Tells Us About Your Latest Trip!

Topic Date User
A TR from Araps mostly about Kachoong 13-Nov-2009 At 3:56:58 PM bones
Message
It’s somehow appropriate that although I’ve had some amazing climbing adventures in beautiful corners of the country (Freycinet, Moonarie, the Blue Mountains, the Glasshouse Mountains) my first chockstone TR is about a two week stint under a tarp in the baking dustbowl of Arapiles.
Araps is where I learnt to climb and where I try to find a flat spot for my tent on Friday at midnight on any weekend I can get out of town.
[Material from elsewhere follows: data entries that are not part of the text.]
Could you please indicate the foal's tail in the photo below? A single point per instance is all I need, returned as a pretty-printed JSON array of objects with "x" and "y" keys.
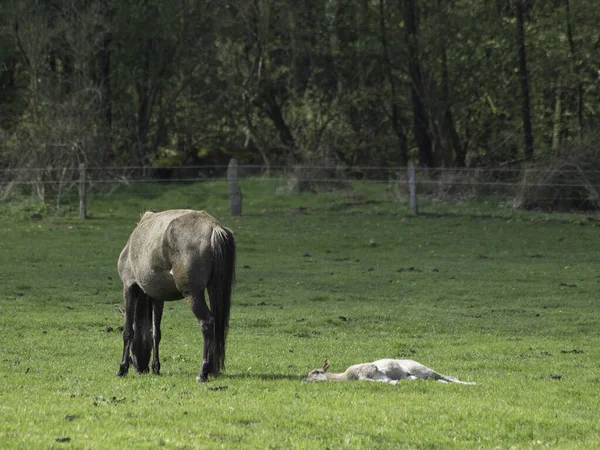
[
  {"x": 219, "y": 287},
  {"x": 449, "y": 379}
]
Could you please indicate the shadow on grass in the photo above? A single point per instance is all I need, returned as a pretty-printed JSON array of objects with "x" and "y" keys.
[{"x": 261, "y": 376}]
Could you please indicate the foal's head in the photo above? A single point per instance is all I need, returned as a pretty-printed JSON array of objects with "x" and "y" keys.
[{"x": 317, "y": 374}]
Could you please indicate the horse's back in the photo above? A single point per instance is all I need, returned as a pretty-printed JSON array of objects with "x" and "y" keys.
[
  {"x": 164, "y": 249},
  {"x": 398, "y": 369}
]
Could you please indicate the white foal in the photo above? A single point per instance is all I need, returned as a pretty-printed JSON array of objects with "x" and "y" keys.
[{"x": 383, "y": 370}]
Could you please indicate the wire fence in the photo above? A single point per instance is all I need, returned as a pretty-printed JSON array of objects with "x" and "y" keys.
[{"x": 568, "y": 187}]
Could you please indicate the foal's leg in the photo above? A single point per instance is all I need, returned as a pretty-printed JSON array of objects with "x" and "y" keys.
[
  {"x": 157, "y": 309},
  {"x": 130, "y": 294},
  {"x": 207, "y": 325}
]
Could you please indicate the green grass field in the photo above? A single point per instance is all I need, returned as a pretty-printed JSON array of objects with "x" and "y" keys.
[{"x": 508, "y": 300}]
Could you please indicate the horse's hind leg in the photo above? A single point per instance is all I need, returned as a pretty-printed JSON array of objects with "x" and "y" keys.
[
  {"x": 130, "y": 294},
  {"x": 157, "y": 310},
  {"x": 207, "y": 325}
]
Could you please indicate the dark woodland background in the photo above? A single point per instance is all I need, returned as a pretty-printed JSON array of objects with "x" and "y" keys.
[{"x": 443, "y": 84}]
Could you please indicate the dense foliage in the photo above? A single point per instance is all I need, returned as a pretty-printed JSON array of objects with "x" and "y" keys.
[{"x": 379, "y": 82}]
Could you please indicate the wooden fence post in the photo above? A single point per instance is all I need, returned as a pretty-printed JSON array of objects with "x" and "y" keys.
[
  {"x": 233, "y": 185},
  {"x": 82, "y": 189},
  {"x": 412, "y": 188}
]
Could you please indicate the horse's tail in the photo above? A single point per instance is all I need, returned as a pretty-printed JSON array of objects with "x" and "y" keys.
[
  {"x": 219, "y": 287},
  {"x": 141, "y": 347}
]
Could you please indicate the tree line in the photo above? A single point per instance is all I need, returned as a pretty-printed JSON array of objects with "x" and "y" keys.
[{"x": 442, "y": 83}]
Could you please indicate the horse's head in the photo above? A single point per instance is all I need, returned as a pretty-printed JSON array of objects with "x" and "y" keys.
[{"x": 317, "y": 374}]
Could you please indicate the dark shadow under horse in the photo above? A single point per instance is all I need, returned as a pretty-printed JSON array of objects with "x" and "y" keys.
[{"x": 173, "y": 255}]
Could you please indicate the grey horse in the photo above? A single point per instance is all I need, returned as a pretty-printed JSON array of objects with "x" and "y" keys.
[{"x": 172, "y": 255}]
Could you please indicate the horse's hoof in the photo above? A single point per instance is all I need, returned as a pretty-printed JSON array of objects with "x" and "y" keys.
[{"x": 202, "y": 378}]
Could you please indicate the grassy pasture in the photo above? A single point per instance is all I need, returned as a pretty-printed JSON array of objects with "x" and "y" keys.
[{"x": 474, "y": 290}]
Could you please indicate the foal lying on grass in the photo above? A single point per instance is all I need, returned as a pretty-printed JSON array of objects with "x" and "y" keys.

All the routes that I daydream about when I should be working are scattered on that sandstone, and I planned to finally take the time to tick a lot of them in a two week visit around cup weekend

I won’t go the day by day account of all the routes that I climbed and other campsite shenanigans (who else on cup weekend had a Stumpy shuffle up behind them for a cuddle in the middle of the night?) I’ll just focus on the two most memorable routes, Kachoong(21)*** and Seventh Pillar(18M2)***, which we we had a crack at on the way home. If you’re tired of hearing about these two routes, as they both get a lot of attention on this forum, then go join a bolting debate or something.

I’ve thought a lot about Kachoong during my years of climbing. But when I started getting 19s under my belt on a regular basis, I realized that an attempt wasn’t far off. So it became the end goal of this trip. I’ve never climbed a twenty-one and I have zero experience with roof climbing, but it’s only “Gym 18” anyway, right?
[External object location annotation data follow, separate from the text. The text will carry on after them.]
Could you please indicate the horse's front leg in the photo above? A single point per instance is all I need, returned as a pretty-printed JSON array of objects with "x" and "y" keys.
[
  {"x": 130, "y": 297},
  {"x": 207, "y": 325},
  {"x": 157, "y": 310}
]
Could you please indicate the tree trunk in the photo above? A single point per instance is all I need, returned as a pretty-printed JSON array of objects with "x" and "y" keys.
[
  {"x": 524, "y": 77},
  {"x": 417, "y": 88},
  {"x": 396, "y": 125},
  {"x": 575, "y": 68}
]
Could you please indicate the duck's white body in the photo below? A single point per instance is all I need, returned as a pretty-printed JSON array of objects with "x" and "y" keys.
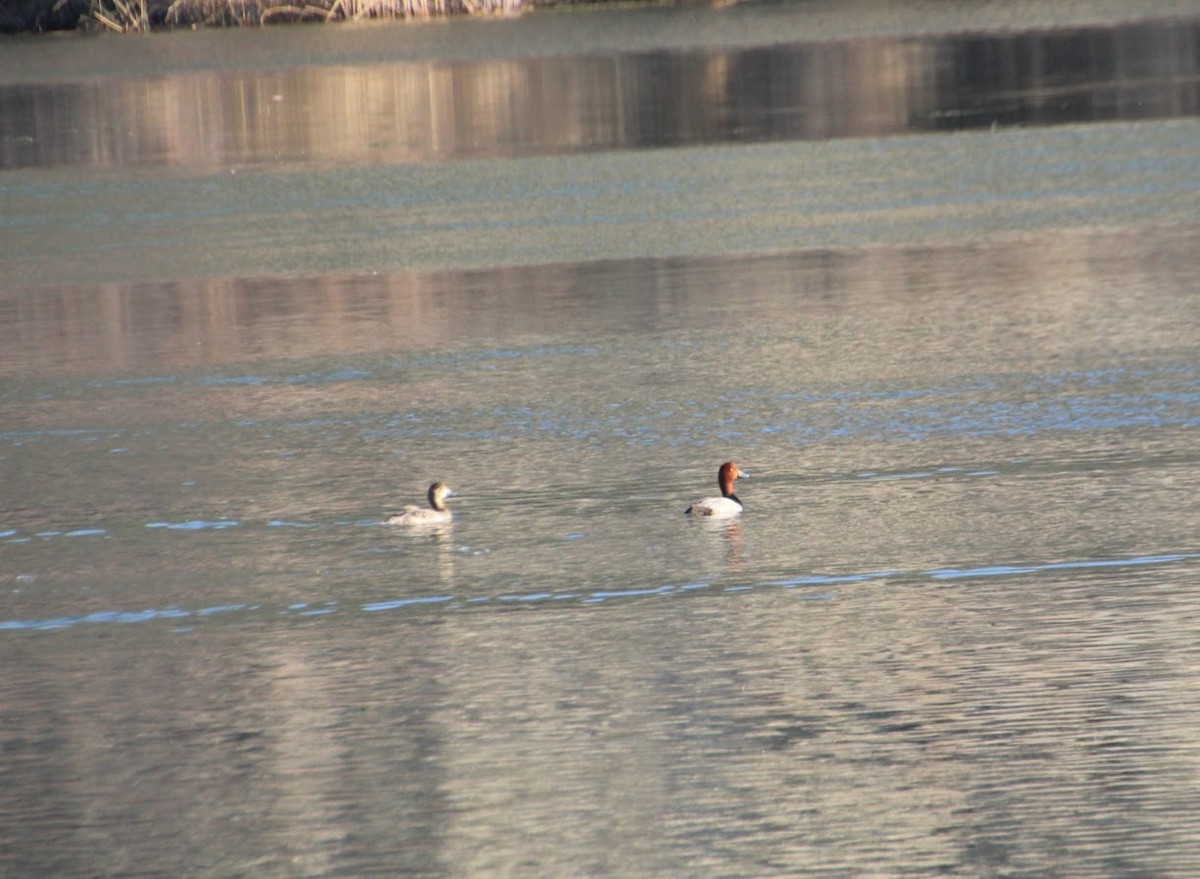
[
  {"x": 437, "y": 513},
  {"x": 727, "y": 504}
]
I actually spent the first week ambling up easy classics. Or what some people call easy classics – Arab(15)** had some tricky moves on the third pitch and Libretto(15)** should never have lost a grade for those horrible finger locks on the second pitch.
We climbed the easier routes to make sure my girlfriend’s recently broken wrist had recovered and that my other climbing partner wasn’t too scared after a few years of too much surfing and not enough climbing. By the end of the first week the hardest climbs I’d lead were Togrul Khan(19)*, which had some great technical moves, and Tarantula(19)** which pumped me senseless.
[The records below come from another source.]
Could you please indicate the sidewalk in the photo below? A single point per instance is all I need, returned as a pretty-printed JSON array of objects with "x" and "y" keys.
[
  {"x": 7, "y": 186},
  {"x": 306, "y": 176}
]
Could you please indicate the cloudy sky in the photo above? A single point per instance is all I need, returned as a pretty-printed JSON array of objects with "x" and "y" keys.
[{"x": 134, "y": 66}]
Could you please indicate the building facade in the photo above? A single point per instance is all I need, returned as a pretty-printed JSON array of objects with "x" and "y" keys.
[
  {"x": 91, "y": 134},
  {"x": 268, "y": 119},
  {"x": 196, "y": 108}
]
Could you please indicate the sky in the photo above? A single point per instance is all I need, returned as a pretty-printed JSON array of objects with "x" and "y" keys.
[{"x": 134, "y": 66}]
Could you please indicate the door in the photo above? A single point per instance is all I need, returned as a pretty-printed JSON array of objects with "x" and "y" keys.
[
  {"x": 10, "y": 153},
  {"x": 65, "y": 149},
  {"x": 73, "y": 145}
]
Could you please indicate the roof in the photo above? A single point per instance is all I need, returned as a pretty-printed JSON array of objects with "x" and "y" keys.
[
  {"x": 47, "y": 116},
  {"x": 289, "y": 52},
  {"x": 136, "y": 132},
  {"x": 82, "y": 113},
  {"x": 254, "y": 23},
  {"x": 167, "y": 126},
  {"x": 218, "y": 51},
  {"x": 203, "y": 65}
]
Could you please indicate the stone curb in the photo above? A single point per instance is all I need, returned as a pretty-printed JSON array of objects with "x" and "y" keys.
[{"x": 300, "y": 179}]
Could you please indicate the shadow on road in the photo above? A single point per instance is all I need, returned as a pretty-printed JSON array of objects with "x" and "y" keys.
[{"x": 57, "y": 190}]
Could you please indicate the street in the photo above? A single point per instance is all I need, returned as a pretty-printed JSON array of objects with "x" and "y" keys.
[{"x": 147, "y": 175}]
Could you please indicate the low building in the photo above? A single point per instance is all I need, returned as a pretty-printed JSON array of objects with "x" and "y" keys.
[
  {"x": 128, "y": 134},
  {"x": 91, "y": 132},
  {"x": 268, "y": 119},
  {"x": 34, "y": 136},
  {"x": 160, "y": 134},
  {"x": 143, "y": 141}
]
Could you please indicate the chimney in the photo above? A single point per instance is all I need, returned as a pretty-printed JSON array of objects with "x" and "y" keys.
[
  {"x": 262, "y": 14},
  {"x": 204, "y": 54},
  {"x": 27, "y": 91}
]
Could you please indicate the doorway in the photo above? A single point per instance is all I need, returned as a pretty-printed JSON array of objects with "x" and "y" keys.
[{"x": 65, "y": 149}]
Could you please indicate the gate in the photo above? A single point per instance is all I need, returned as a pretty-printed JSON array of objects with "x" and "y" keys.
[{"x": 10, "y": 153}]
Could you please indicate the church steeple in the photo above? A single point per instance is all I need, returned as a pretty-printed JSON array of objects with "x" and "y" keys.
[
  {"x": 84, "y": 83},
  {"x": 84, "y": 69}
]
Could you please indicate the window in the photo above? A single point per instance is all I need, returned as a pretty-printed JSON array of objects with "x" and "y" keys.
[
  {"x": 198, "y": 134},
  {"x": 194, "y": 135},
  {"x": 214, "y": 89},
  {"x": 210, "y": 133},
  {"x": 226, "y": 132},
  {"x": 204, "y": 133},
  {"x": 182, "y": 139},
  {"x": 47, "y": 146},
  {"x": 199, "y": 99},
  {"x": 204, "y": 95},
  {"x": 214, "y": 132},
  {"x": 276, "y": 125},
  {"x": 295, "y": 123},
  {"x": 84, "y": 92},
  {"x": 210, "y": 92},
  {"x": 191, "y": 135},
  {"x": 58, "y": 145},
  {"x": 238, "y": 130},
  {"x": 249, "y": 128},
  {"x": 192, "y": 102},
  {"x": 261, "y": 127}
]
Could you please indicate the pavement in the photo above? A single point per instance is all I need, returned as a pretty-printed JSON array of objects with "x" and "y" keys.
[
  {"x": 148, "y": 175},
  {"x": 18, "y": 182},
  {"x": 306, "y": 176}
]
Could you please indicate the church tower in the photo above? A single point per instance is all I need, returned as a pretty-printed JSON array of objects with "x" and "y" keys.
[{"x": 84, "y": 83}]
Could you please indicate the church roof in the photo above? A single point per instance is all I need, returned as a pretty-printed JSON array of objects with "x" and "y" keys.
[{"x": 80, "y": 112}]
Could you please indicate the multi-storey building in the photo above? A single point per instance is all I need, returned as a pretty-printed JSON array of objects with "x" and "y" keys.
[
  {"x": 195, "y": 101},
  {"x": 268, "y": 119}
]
So a week had passed and my last chance to reach my goal was only a couple of days away. The responsible thing to do would have been to prepare a bit on some easier roof climbs like Jens Roof or Pilot Error, but I didn’t want to do that. I didn’t want to find out that I was crap at roof climbing and that I should leave Kachoong for another day. So I did the opposite, climbing low angle stuff like Wall of the Afternoon Sun (19)** and my second ever grade 20, Electric Warrior(20)**. In the meantime I wasn’t getting any sleep. I lay awake imagining the roof flake, picturing myself pulling the rockover move on the lip, and replaying the YouTube clip I’d seen of someone barreling off the crux and swinging upside down, barely missing the wall. I was scared. But I’d talked it up so much, thought about it so much, that I had to give it a go.

So I found myself standing below the bolt on the initial wall under the Kachoong roof, nervous as all hell. My girlfriend was lashed to the belay and I’d spent hours picking the minimum gear required, then second-guessing myself and racking up with a double set of everything anyway.
I shuffled out to the edge, pulled up on the big flat hold, promptly reversed the move and shuffled back to the belay.
“The start feels hard” I told my girlfriend.
“Chockstone said it was easy”.
“It’s probably just nerves”.
I pulled up again, clipped the bolt, and reluctantly climbed the rest of the initial wall with trepidation and absolutely no style. The stance below the roof has been described to me as everything from a “Vague Rest” to a “Picnic Ledge” so I was horrified to find it much more like the former. You can rest, sure, but you can’t RELAX. Or at least I couldn’t, not until I had a nice nest of gear clipped. That gear was the peg, a cam near the peg, and a cam out on the flake. I stood there for what felt like half an hour, probably was half an hour, complaining about the lack of a decent rest and trying to figure out whether a fall at the crux would take me past the wall or into it.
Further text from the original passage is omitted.